Question

$ABCD$ is a rhombus and $P,Q,R$ and $S$ are the mid-points of the sides $AB,BC,CD$ and $DA$ respectively. Show that the quadrilateral $PQRS$ is a rectangle

Answer 1

Let us draw the figure with given condition as

In $△ABC$, $P$ and $Q$ are the mid- points of $AB$ and $BC$.

$PQ\parallel AC$ and by using mid - point theorem

$PQ=\frac{1}{2}AC$ ........(1)

Similarly, in $△ADC$, $R$ and $S$ are the mid- points of $CD$ and $AD$.

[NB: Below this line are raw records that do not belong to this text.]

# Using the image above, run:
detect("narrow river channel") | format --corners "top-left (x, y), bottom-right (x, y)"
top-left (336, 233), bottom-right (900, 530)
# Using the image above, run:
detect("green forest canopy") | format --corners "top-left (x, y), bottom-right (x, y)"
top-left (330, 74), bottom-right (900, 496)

$SR\parallel AC$ and by using mid point theorem

$SR=\frac{1}{2}AC$ .........(2)

From (1) and (2), we get
$PQ\parallel RS$ and $PQ=SR$

Now, in quadrilateral $PQRS$ its one pair of opposite sides $PQ$ and $SR$ is equal and parallel.

Therefore,

$PQRS$ is a parallelogram

$AB=BC$ (Sides of a rhombus)

$\Rightarrow \frac{1}{2}AB=\frac{1}{2}BC$

$PB=BQ$

$\angle 3=\angle 4$

Now, in $△APS$ and $△CQR$, we have

$AP=CQ$ (Halves of equal sides $AB,BC$)

$AS=CR$ (Halves of equal sides $AD,CD$)

$PS=QR$ (Opp. sides of parallelogram $PQRS$)

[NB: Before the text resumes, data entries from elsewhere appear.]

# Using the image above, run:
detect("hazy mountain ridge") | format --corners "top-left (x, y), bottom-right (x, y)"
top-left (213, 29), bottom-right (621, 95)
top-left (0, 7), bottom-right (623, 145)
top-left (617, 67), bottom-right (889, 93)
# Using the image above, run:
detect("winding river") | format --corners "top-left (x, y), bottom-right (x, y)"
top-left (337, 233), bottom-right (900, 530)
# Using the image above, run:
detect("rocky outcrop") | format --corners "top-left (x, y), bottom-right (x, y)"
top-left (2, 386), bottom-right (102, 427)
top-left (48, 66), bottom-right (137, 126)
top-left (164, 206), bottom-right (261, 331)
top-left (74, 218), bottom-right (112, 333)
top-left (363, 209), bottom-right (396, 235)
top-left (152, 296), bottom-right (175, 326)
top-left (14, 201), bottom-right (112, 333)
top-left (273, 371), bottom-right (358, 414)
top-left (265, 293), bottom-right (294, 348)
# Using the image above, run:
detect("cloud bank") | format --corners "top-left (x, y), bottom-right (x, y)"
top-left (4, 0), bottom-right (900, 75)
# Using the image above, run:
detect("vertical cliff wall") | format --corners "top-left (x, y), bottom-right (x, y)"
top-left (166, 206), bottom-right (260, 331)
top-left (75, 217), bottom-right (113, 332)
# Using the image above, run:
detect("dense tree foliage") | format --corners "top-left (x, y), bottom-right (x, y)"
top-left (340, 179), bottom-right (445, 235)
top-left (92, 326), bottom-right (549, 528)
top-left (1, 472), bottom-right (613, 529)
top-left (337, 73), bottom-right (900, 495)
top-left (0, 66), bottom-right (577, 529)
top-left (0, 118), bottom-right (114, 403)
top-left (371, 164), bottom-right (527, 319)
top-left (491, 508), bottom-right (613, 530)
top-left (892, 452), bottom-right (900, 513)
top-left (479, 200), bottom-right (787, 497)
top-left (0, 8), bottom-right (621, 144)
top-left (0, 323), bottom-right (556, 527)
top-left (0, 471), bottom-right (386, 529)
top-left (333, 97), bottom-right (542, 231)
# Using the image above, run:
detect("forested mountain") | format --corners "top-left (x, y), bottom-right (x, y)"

Therefore, $△APS\cong △CQR$ $\mid$ using SSS Congruency Theorem

$\angle 1=\angle 2$ (Corresponding parts of congruent triangles are equal)

Now , $\angle 1+\angle SPQ+\angle 3={180}^o$ (Linear pair axiom)

Therefore, $\angle 1+\angle SPQ+\angle 3=\angle 2+\angle PQR+\angle 4$

But, $\angle 1=\angle 2$ and $\angle 3=\angle 4$

Therefore,

$\angle SPQ=\angle PQR$ .....(3)

Since, $SP\parallel RQ$ and $PQ$ intersects them

Therefore, $\angle SPQ+\angle PQR={180}^o$....(4) (Since consecutive interior angles are supplementary)

From (3) and (4), we get

$\angle PQR+\angle PQR={180}^o$

$2\angle PQR={180}^o$

$\angle PQR={90}^o$

$\angle SPQ=\angle PQR={90}^o$

Thus, $PQRS$ is a parallelogram whose one angle $\angle SPQ={90}^o$.

Hence $PQRS$ is a rectangle.